2. Different histories

The internet traces back to ARPANET, a U.S. research network that exchanged its first message in 1969. Through the 1970s and 1980s the protocols that became TCP/IP were developed, more networks connected, and the public, decentralised "internet" emerged.

The web arrived much later. Tim Berners-Lee proposed it at CERN in 1989 and built the first browser, server, and HTML in 1990. By then the internet had already been moving email, files, and Usenet posts for two decades. The web added a friendly hyperlinked layer that made the underlying network usable for non-technical people.

3. Internet things that aren't the web

This is where the distinction stops being academic. All of the following use the internet but are not part of the web:

  • Email (SMTP, IMAP, POP3).
  • Video calls (WebRTC media streams, SIP).
  • Online games using their own UDP-based protocols.
  • SSH and remote terminal sessions.
  • BitTorrent and other peer-to-peer file sharing.
  • DNS itself — the lookup that turns diffbetween.net into an IP address.
  • Most "internet of things" telemetry between devices and clouds.

Open a chat app, a video call, or a multiplayer game and you're using the internet, but the web (in the strict sense) is barely involved.

4. URLs, browsers, and HTTP

What identifies the web as the web is the combination of three pieces:

  • URLs (Uniform Resource Locators) — addresses for resources, like https://diffbetween.net/technology/internet-vs-web/.
  • HTTP/HTTPS — the protocol used to request and receive those resources. See HTTP vs HTTPS for what HTTPS adds.
  • HTML — the document format that lets pages link to each other, which is what makes it a "web."

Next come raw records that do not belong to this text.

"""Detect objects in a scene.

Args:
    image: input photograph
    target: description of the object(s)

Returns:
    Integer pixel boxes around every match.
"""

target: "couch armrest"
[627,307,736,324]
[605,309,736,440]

If you can describe a thing in a URL and fetch it with HTTP, it's part of the web. If you reach it some other way (a TCP socket, a custom protocol, a peer-to-peer swarm), it's on the internet but not on the web.

5. Why the distinction still matters

It matters whenever someone says "the internet is down." Often what's down is the web (a particular site won't load) or DNS (your computer can't find the site). The actual underlying network is usually fine. Knowing which layer is broken is the first step to fixing anything.

It also matters when reading news or policy. Discussions about "regulating the internet" usually turn out to mean regulating particular web services. The internet itself — a decentralised system of networks — is much harder to regulate as a single thing than a set of named platforms running on top of it.

Worked Example: Loading a Web Page

Type https://diffbetween.net into a browser and press Enter. Here's the rough order of events, with internet-vs-web layers labelled:

  1. DNS lookup (internet): your computer asks a DNS server for the IP address of diffbetween.net.
  2. TCP/QUIC handshake (internet): your browser opens a connection to that IP address, using TCP or UDP as the transport.
  3. TLS handshake (internet): the browser and server agree on encryption keys for HTTPS.
  4. HTTP request (web): the browser asks the server for / using HTTPS.
  5. HTML response (web): the server returns an HTML document, which the browser parses and renders.
  6. Linked resources (web): the browser follows links inside the HTML to fetch CSS, JavaScript, images — each its own HTTP request.

Steps 1–3 are pure internet machinery. Steps 4–6 are the web. Strip away the browser and HTML and the internet still works; strip away the internet and there's no web at all.

Common Misconceptions

  • "The web and the internet are the same thing." They're not. The web is the most visible application on the internet, but it's not the only one — and it's much younger than the network underneath it.
  • "The dark web is a different internet." It's not. Tor and similar anonymity networks run on the same internet as everything else; they just route traffic through additional layers to obscure who's talking to whom.
  • "Apps don't use the web." Most mobile and desktop apps make HTTP/HTTPS calls to APIs behind the scenes, so a lot of "non-web" experiences are technically built on the web's protocols even though there's no browser involved.
  • "Web 3.0 means a new internet." Most uses of the term refer to new applications running on the existing internet, not a replacement for the underlying network.